Dr. Trost on repeat curve assessments for CCH injections in Peyronie’s disease

Commentary
Video

"If you don't do a repeat curve assessment with each series of injections, you're possibly going to be missing the best location to do the injections," says Landon Trost, MD.

In this video, Landon Trost, MD, highlights the background and key findings from the study, “Changes in point of maximal curvature during collagenase clostridium histolyticum injections for Peyronie’s disease,” for which he served as the senior author. Trost is the founder and director of the Male Fertility and Peyronie’s Clinic in Orem, Utah.

Video Transcript:

Could you describe the background of this study?

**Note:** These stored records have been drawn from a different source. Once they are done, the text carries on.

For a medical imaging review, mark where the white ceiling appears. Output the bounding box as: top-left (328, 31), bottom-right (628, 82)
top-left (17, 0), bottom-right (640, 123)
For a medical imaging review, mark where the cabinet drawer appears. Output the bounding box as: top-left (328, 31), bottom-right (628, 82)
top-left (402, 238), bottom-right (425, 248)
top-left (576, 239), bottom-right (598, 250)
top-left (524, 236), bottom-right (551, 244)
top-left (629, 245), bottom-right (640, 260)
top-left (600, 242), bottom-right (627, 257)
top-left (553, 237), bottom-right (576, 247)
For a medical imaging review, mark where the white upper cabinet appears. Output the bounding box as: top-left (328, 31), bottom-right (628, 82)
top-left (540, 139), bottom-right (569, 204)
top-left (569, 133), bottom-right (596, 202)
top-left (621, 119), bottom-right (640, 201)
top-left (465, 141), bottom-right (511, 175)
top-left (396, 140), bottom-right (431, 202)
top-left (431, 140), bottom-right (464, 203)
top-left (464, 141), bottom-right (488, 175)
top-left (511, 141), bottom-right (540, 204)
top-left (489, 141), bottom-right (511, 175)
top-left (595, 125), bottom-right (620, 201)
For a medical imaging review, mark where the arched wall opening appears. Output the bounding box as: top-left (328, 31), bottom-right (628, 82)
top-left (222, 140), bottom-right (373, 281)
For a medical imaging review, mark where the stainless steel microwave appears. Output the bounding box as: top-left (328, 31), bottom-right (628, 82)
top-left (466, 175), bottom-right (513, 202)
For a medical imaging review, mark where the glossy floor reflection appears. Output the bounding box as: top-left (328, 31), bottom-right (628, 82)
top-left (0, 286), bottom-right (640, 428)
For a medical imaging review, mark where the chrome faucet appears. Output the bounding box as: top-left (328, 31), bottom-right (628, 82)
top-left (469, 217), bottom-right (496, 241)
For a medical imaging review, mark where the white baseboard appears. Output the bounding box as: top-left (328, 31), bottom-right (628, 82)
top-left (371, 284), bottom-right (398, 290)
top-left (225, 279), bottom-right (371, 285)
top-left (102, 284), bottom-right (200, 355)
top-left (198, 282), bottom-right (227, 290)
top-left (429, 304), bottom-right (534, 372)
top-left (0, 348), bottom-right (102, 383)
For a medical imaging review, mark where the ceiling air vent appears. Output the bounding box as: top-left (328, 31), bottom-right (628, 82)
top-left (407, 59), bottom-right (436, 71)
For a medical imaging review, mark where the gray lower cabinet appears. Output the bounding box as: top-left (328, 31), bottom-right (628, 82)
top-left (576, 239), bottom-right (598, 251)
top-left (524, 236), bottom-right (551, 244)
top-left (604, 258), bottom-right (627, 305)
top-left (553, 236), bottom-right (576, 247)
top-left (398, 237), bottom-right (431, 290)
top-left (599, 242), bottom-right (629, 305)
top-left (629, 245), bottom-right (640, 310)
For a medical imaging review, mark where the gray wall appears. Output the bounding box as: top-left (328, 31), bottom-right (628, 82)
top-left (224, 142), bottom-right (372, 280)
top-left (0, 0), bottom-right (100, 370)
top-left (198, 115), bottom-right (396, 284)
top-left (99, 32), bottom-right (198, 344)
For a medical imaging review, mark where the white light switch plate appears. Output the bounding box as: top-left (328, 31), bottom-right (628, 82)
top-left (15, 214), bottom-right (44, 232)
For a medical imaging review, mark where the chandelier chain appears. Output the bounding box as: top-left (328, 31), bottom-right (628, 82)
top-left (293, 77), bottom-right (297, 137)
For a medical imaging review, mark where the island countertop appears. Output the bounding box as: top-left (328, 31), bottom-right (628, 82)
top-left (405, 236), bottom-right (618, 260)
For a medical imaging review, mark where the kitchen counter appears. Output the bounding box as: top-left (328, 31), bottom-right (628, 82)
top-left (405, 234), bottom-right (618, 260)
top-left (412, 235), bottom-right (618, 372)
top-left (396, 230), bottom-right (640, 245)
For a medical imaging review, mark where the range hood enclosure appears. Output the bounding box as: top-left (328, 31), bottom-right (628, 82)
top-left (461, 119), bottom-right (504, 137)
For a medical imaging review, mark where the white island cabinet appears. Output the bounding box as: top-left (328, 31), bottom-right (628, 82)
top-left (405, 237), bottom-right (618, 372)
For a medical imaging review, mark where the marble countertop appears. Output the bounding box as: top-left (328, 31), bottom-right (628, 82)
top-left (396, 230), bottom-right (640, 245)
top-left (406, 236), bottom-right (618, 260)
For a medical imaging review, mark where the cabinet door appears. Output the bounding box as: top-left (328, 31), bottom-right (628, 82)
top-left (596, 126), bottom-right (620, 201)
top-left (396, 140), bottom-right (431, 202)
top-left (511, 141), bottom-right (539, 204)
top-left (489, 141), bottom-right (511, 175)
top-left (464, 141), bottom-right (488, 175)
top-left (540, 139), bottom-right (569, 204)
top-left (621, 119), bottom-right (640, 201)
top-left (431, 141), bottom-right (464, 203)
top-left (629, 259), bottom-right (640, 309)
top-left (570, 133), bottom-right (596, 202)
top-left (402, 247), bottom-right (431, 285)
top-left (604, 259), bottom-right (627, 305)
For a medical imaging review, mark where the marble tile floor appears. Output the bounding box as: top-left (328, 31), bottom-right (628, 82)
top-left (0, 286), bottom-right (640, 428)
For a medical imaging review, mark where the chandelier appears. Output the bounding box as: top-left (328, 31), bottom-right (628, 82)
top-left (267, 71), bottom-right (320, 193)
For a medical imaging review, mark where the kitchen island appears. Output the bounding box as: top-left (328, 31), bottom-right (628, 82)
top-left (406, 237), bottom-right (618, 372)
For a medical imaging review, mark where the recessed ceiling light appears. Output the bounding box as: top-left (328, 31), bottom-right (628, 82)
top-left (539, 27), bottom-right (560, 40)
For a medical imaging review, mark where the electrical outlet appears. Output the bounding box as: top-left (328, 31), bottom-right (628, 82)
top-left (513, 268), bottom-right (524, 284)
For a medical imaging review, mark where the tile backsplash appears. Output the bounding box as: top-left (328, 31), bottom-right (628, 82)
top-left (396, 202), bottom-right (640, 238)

Xiaflex is an injectable treatment for Peyronie's disease. [In] the original clinical studies [that] were done, they basically said, "go ahead and do a measurement the first time you do a curve assessment, and then that's going to be the point that you're going to inject each time." As time has gone on, it's been a question of is there a better way to administer the drug? Some people would feel for a palpable plaque. Some people would look at doing ultrasound-guided injections, and things along those lines. Several years back, we realized that sometimes these curves move. So, we started doing curve assessments more regularly. We realized that even though they started with their curve maybe 1 or 2 centimeters from the rim of the head of the penis, after a while, it may have moved 3 centimeters back, or something along those lines. We realized early on that if you kept injecting that same spot every time, you may have gotten some initial benefits, but may have lost some of that efficacy longer term. So, we started doing curve assessments every time we did a Xiaflex injection with the first injection of each series. And then we would administer the medicine to the point of max curve. So, when you do the erection, wherever is most curved, that's where we would do the injections. This clinical study is looking at those outcomes of seeing how much does that point of max curve move or change throughout a treatment course? And are there any predictors to see who's going to change and who's not going to change?

What were some of the notable findings, and were any of those particularly surprising?

I would say the whole thing was pretty surprising to us, just because it does show that indeed, the curve moves. If you don't do a repeat curve assessment with each series of injections, you're possibly going to be missing the best location to do the injections. Key findings we found were that, basically, depending on your direction of curve, you're going to be more likely to move. Down curves, for example, were much more likely to change. This is true whether it was Peyronie's disease or potentially even congenital penile curvature. Then also, curves that were further to the back were more likely to be measured differently each time. So, if someone comes in with a down curve that's 5 centimeters back, that person absolutely needs to have a repeat curve assessment performed every time. If they have one that's like maybe 2 centimeters from the head of the penis, they're a little less likely for it to move throughout the course of the treatment.

This transcription has been edited for clarity.